Thursday, February 5, 2015

The Circle, by Dave Eggers

I need to change the way I record book recommendations.  A friend recommended this book to me but I didn't write down who it was.  Now I wonder about who it was and am curious about whether it was someone criticizing my involvement with technology or if they thought I'd simply be interested.  Whichever was the motivation, my response is perhaps different that they might have anticipated.  I am reading this not so much as a morality tale about technology but instead a reflection on assessment.

The book has received mixed reviews.  The writing has been criticized as lacking in literary merit.  The criticisms may be justified, but still the book offers opportunities for discussion of the new mania for measuring everything and then rewarding or punishing based on the numbers.

I also had to laugh at the images created of the multi-tasking demands made on The Circle's employees.  I'm about half way through and the protagonist is now having a fourth screen installed on her desk.  (Which makes me wonder if the author doesn't know about tiling windows on a screen.)  But still...

I'm close to several customer experience employees and know the pressures on them to produce high "numbers" are ridiculous.  The "metrics" being produced each day to evaluate their work are dizzying and oppressive.  In contrast I consider Mihaly Csikszentmihalyi's concept of flow.  Based on his work, being focused on numbers actually probably makes it impossible to work within a state of flow.  In my own professional life I am drowning in data and assessment (including huge pressures to "raise" numbers).  Last night some of my World of Warcraft guild members and I were discussing the effects of assessments on the abilities of teachers to include innovative, engaging, relevant activities/content in this instruction.  One of us retold a story of teachers energized by ideas of game-based learning and inclusion of student created machinima (or movies) in the curriculum.  But the teachers quickly shut down when they realized that they wouldn't be able to create multiple choice tests to measure achievement of standards connected to these exciting curriculum/instruction ideas.  We then discussed the problems several of us were seeing in young adults/adults being successful in completion of post-secondary education (or graduation from high school).  I have to believe that there is a link between the difficulty many are having with completing school and our increased emphasis on test scores.  (This would be a side-effect of attempts to reform/improve education that we forget to measure.)

Maybe a random connection (this is the way my mind works) but it perhaps helps build my case--
Act Two.

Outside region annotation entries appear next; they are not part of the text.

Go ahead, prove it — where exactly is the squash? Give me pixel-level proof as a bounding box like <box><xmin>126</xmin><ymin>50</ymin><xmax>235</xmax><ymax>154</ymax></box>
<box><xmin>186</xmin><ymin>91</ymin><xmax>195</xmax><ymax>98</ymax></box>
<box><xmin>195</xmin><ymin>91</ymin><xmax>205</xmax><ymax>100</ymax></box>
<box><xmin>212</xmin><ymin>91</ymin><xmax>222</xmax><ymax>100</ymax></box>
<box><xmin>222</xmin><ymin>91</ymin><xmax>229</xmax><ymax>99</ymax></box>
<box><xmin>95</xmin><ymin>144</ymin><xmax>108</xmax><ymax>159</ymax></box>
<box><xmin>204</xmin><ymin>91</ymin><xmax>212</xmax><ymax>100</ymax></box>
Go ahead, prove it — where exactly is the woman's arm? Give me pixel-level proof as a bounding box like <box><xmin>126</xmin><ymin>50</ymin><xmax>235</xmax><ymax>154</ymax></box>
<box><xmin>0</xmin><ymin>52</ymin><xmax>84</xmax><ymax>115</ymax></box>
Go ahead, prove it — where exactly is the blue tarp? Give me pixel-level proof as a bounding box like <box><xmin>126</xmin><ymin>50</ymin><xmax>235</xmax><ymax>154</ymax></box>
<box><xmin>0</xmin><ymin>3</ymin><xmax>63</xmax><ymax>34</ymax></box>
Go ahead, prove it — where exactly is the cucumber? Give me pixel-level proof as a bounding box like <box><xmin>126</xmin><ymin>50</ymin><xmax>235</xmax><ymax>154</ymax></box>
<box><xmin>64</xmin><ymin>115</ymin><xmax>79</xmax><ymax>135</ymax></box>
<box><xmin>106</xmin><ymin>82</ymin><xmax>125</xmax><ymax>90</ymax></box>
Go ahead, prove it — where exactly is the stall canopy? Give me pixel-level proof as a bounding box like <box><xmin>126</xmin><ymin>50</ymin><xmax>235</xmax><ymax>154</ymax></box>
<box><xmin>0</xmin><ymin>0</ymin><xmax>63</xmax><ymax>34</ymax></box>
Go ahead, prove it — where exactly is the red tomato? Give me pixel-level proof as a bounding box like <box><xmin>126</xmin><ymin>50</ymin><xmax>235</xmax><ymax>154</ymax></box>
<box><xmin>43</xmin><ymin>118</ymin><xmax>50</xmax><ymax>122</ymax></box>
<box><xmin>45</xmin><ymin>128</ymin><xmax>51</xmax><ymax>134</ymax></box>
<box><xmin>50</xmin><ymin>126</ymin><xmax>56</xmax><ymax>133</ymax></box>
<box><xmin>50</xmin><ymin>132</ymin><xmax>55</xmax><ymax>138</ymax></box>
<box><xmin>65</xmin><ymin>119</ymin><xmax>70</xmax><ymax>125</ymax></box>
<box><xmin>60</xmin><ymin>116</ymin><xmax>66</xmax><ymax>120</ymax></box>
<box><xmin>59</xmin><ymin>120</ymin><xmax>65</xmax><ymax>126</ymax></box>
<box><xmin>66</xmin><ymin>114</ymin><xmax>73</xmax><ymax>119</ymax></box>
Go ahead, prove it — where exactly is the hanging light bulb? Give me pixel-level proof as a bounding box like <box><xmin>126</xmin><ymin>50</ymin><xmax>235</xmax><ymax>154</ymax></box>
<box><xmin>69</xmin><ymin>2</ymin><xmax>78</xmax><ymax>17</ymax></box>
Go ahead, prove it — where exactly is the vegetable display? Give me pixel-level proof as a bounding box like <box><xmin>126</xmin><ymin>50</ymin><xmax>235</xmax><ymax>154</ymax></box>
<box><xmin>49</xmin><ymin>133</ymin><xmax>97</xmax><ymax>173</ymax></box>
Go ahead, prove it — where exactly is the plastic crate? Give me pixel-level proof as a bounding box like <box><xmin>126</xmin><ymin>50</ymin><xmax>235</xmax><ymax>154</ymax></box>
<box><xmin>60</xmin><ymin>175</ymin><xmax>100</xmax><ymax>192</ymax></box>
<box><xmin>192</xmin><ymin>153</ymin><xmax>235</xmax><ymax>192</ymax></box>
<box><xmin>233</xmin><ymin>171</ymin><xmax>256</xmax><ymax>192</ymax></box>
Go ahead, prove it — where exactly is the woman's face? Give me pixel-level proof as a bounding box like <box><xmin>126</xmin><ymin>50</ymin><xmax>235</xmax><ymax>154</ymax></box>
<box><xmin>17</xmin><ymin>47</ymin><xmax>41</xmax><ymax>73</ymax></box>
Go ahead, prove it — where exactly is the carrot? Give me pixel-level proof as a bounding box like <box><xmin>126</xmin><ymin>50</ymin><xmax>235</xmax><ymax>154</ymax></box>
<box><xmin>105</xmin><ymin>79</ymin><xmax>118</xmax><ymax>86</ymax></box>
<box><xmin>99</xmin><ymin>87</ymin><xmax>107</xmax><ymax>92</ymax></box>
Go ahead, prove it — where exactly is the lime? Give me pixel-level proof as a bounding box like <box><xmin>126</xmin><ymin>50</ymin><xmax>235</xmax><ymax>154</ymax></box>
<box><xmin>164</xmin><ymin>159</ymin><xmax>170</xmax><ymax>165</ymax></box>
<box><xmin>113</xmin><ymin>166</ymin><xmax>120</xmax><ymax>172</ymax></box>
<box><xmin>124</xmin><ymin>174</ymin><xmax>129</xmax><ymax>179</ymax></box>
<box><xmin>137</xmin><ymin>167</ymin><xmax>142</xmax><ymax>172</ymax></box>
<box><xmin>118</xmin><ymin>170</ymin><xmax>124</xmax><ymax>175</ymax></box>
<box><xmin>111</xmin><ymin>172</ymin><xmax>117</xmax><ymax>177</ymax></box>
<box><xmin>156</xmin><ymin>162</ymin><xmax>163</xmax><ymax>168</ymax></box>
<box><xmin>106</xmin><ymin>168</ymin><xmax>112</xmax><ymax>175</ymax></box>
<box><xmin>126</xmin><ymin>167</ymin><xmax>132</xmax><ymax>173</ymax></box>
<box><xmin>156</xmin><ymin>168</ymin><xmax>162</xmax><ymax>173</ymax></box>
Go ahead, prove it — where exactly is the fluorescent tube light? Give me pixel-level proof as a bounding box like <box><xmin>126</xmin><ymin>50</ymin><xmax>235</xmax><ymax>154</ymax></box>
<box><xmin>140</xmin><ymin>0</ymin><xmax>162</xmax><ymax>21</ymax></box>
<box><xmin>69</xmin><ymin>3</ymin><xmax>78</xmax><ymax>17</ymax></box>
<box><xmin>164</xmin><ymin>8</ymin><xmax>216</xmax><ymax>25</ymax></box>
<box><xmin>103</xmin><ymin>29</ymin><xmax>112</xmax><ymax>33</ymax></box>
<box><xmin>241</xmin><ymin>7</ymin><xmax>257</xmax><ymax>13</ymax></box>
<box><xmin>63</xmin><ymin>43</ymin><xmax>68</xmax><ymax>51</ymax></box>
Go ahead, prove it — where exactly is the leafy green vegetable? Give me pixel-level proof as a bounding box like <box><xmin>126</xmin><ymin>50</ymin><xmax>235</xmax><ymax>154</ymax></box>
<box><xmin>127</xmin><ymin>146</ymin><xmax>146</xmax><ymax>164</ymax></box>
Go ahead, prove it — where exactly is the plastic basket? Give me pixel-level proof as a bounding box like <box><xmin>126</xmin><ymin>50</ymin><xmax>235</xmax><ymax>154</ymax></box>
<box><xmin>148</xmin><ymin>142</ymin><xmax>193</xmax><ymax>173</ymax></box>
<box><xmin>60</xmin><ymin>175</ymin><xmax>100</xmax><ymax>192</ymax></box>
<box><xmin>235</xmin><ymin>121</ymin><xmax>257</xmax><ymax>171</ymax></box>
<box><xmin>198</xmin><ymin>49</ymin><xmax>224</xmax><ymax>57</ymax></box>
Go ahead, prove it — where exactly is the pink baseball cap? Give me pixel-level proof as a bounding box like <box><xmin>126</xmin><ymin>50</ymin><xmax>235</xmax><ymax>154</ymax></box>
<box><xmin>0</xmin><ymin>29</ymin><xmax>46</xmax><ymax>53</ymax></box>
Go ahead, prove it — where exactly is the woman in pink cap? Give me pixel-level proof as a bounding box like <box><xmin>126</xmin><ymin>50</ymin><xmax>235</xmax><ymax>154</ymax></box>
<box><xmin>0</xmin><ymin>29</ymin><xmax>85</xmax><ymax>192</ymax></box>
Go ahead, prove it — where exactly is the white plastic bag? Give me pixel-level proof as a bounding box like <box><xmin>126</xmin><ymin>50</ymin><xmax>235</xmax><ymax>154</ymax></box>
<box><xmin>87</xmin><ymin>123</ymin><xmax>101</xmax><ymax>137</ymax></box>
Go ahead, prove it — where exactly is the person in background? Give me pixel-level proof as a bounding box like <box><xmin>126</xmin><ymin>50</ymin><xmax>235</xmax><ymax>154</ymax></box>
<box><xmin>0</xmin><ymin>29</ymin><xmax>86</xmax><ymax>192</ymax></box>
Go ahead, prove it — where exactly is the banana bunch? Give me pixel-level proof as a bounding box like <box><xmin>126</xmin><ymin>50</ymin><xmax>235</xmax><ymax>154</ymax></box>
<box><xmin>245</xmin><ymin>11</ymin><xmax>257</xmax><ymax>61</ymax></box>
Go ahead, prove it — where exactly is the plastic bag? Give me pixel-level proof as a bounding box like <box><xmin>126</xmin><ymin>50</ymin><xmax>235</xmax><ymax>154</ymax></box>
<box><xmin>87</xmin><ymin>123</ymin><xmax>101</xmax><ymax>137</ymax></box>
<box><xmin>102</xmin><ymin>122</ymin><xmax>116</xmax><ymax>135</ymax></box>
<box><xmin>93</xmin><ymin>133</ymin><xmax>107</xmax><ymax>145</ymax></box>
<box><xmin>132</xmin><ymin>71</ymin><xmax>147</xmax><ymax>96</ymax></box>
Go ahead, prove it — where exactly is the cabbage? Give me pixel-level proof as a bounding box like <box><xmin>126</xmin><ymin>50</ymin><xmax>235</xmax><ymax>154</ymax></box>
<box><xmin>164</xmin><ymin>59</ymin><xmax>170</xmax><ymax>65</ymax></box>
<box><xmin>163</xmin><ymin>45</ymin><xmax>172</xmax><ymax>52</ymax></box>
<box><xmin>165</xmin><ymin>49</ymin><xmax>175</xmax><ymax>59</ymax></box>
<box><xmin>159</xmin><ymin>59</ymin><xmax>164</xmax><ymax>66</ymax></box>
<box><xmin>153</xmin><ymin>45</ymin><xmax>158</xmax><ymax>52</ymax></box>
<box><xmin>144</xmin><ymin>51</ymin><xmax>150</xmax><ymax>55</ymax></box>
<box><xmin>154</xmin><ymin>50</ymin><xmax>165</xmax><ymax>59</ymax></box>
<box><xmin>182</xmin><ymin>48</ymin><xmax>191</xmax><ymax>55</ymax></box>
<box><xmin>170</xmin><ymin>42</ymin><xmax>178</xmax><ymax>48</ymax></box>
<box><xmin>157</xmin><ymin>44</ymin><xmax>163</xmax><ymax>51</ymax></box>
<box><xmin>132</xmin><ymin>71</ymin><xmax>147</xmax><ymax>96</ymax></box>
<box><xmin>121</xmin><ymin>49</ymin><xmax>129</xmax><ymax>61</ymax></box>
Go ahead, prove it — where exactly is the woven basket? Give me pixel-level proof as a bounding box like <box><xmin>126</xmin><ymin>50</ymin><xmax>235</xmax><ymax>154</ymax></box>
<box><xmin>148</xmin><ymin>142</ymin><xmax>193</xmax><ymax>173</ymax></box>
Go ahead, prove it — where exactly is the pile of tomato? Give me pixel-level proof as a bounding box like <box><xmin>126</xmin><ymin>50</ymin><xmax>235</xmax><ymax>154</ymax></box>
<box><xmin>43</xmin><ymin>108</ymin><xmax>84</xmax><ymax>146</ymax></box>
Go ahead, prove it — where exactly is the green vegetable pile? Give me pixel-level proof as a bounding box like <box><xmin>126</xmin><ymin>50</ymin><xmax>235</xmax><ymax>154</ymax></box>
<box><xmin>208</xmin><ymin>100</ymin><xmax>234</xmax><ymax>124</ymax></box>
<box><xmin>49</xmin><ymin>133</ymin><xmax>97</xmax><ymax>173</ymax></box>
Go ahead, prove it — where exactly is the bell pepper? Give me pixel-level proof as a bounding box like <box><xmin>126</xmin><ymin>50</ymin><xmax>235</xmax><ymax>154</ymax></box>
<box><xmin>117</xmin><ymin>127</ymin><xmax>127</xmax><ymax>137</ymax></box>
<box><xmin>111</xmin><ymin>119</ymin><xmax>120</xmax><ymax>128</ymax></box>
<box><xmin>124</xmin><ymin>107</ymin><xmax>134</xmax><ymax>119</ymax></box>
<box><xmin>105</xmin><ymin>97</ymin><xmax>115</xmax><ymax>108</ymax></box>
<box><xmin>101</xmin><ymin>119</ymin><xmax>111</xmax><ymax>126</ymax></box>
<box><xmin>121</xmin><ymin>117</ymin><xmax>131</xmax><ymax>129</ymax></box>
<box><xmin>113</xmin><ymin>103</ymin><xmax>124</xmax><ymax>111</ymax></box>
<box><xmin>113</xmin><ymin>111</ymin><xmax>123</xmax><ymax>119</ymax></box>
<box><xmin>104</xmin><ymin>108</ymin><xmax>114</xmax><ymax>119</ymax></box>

Is That a Tape Recorder in Your Pocket, or Are You Just Unhappy to See Me?, a segment from This American Life first aired on 9/10/2010.  In the second segment of the show the story surrounds the effects of assessment numbers on policing  in New York City.  In short, it was not good!

There's a principle in science "by measuring you distort."  I think it's time in our era of easily obtained numbers that we go back to this fundamental idea.  Another principle that I haven't heard recently is "garbage in--garbage out."

I know I am swimming upstream trying speak out against "data collection"  (especially since that is part of my work responsibility) but I think we need to take a moment to pause and consider if we're guilty of putting the cart in front of the horse in much of our assessment plans.  I'm not convinced that we have learned how to identify data that will actually measure the critical factors leading to success or excellence in most of our endeavors.  Not only that, but I am concerned that focusing all this human capital on getting "the numbers up" instead of working on actually doing/producing something is going to have long term disastrous effects on our economy.

There's also a risk that in search of  perfect ratings that we are in danger of eliminating creativity and genius.  When we become preoccupied with numerical ratings, particularly those from rubrics, we can easily miss the unexpected or creative.  For example, I'm pretty certain that if O'Keeffe's, Van Gogh's, Monet's, or Kadinsky's works had been measured using a rubric developed by a committee that they would have been identified as "does not meet standards."